Questions for Legislators to Ask Regarding Licensure

As legislators consider policies to license teachers, they may want to seek answers to the following questions to gain a deeper understanding of state policies and practices.

  • What assessments and requirements does your state use to determine if licensure is appropriate for teacher candidates?  Is it an online subject-matter assessment or a performance assessment of a candidate’s actually teaching ability?  Do the assessments and requirements provide sufficient confidence in the capacity of the educator to effectively instruct in or lead schools?
  • Does your state require that candidates prepared in alternative programs pass the same assessment and meet the same standards?
  • Does your state use InTASC standards as a model for state standards?
  • Do your state standards require teachers to demonstrate their ability to teach more demanding content and critical skills to a diverse range of students?
  • What is your state’s process for teacher licensure?  Is your process rigorous enough to ensure effectiveness, yet open enough to recruit enough candidates to meet your education workforce needs?
  • Does your state ensure that those with previous criminal offenses against children cannot become licensed educators?
  • Does your state recognize National Board certification?  Do you offer incentives for this certification?  Does your state require or offer incentives to  those who receive this certification to teach where they are most neededin low-performing schools or as mentors or master teachers?

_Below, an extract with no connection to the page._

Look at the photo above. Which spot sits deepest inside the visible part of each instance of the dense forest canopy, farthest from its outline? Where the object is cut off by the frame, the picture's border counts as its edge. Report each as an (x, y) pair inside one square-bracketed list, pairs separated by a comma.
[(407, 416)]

State Policy Options on Licensure

The following policy options are among those states are considering for state licensure of teachers and principals.

  • Adopt rigorous teaching and principal standards, perhaps basing them entirely or partially on the InTASC standards.
  • Use classroom and school-based rigorous performance assessments to ensure that teacher candidates meet your standards and are well-prepared for today’s classrooms.
  • Require all candidates, regardless of where and how they are prepared, to pass state performance assessments that require demonstration of the knowledge and skills needed to advance student learning. 
  • Establish a rigorous initial licensure process, requiring fingerprinting and criminal background checks to ensure student safety.
  • Establish a rigorous continuing licensure process to show both continued ability to teach successfully and continued professional growth.
  • Establish a tiered licensure system in which educators attain higher levels of licensure based on participation in ongoing, high-quality professional development; obtaining National Board certification; and assuming additional professional responsibilities, such as serving as a mentor or master teacher.
  • Offer incentives for those teachers to apply skills acquired through the National Board certification process to teach in low-performing schools or to serve as master teachers or mentors.